When working with floating point numbers, it is important to understand the limitations and program defensively. For example, the Associative Law does not hold. `(((a + b) + c) + d)`

is not guaranteed to produce the same result as `((a + b) + (c + d))`

.

Let's demonstrate this. We'll start with a `partial_reduce`

function. We pass it an array and a function, and it returns in array containing the results of calling the function on pairs of elements. This sort of thing might be popular in the future to take advantage of parallelism because work on each of the pairs could happen simultaneously.

var partial_reduce = function (array, func) { var i, result = [], x = array.length - 1; for (i = 0; i < x; i += 2) { result.push(func(array[i], array[i + 1])); } if (i === x) { result.push(array[i]); } return result; };

We can then write an `add`

function and a `totalizer`

function that works by looping over `partial_reduce`

until it produces a single value.

var add = function (a, b) { return a + b; }; var totalizer = function (array) { while (array.length > 1) { array = partial_reduce(array, add); } return array[0]; };

If I make an `array`

containing 10000 elements all set to `0.01`

, then `totalizer(array)`

produces `100`

, which is good.

Now let's try totaling the same `array`

the old fashioned, sequential way. `array.reduce(add, 0)`

produces `100.00000000001425`

which is close, but no cigar. Every floating point operation can potentially accumulate some noise. The order in which you perform the operations can have an impact on the amount of noise you get.

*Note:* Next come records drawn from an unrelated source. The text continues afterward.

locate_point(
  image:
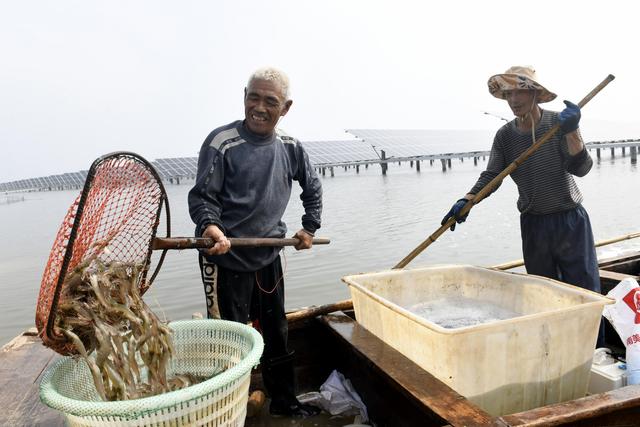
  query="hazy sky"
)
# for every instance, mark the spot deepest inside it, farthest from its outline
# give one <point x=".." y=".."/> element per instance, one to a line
<point x="83" y="78"/>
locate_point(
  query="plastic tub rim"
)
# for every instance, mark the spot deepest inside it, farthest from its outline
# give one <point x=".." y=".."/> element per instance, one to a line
<point x="599" y="300"/>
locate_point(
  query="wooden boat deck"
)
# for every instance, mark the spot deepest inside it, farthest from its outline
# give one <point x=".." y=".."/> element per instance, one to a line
<point x="396" y="391"/>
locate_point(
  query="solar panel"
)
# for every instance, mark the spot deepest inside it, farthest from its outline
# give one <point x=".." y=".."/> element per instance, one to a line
<point x="340" y="151"/>
<point x="420" y="142"/>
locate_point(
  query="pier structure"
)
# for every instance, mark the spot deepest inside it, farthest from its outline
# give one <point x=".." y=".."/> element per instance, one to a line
<point x="402" y="147"/>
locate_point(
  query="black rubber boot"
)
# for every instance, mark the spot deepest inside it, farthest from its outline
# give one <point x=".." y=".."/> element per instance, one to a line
<point x="278" y="376"/>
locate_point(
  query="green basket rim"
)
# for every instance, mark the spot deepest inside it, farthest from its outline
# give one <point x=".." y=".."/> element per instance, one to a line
<point x="135" y="407"/>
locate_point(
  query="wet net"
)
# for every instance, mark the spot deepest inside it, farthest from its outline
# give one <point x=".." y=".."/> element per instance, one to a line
<point x="115" y="218"/>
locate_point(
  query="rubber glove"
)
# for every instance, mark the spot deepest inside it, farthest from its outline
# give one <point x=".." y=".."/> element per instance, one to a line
<point x="455" y="212"/>
<point x="569" y="118"/>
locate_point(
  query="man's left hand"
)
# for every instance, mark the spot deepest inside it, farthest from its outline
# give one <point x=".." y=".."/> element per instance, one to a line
<point x="305" y="239"/>
<point x="569" y="118"/>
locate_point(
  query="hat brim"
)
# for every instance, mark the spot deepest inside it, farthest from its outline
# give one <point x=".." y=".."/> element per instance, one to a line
<point x="500" y="83"/>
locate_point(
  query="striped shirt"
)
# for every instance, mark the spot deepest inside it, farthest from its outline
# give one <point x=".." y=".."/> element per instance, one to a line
<point x="545" y="182"/>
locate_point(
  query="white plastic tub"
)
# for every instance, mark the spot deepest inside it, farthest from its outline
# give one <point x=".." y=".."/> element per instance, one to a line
<point x="541" y="356"/>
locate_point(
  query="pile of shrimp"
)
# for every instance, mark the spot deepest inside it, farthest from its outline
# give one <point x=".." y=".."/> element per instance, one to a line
<point x="102" y="313"/>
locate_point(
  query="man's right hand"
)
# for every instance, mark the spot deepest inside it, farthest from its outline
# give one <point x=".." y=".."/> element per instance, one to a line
<point x="222" y="245"/>
<point x="455" y="212"/>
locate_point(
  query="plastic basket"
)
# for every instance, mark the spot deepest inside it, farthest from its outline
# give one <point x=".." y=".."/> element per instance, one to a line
<point x="223" y="351"/>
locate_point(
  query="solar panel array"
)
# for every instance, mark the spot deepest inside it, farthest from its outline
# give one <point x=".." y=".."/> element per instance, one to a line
<point x="51" y="182"/>
<point x="366" y="146"/>
<point x="342" y="151"/>
<point x="421" y="142"/>
<point x="182" y="167"/>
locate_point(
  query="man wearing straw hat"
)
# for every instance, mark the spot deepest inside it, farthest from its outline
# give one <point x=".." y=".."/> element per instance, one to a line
<point x="243" y="184"/>
<point x="557" y="241"/>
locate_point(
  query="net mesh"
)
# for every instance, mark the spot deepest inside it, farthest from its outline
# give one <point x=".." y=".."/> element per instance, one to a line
<point x="115" y="218"/>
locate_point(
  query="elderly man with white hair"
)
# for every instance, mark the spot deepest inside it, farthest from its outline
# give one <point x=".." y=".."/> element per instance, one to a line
<point x="557" y="241"/>
<point x="243" y="185"/>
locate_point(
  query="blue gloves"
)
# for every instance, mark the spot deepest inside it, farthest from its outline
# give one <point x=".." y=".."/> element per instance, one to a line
<point x="455" y="212"/>
<point x="569" y="118"/>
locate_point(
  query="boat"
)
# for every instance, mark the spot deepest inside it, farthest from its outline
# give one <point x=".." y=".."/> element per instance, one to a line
<point x="396" y="391"/>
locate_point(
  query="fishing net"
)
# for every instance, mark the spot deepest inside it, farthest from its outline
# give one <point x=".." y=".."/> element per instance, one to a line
<point x="114" y="219"/>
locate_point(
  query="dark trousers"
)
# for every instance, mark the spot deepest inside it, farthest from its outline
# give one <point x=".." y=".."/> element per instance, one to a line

There is work on a decimal flavor of IEEE 754, and we looked at incorporating it into the next edition of ECMAScript. Unfortunately, adding a second number type to a language having only one can do a lot of violence to the language, so we deferred consideration of the decimal type to a future edition. Also, the proposed decimal type is extremely slow in execution, and to my eye is much too complicated in its specification.

Note: The `reduce`

method will appear in the next edition.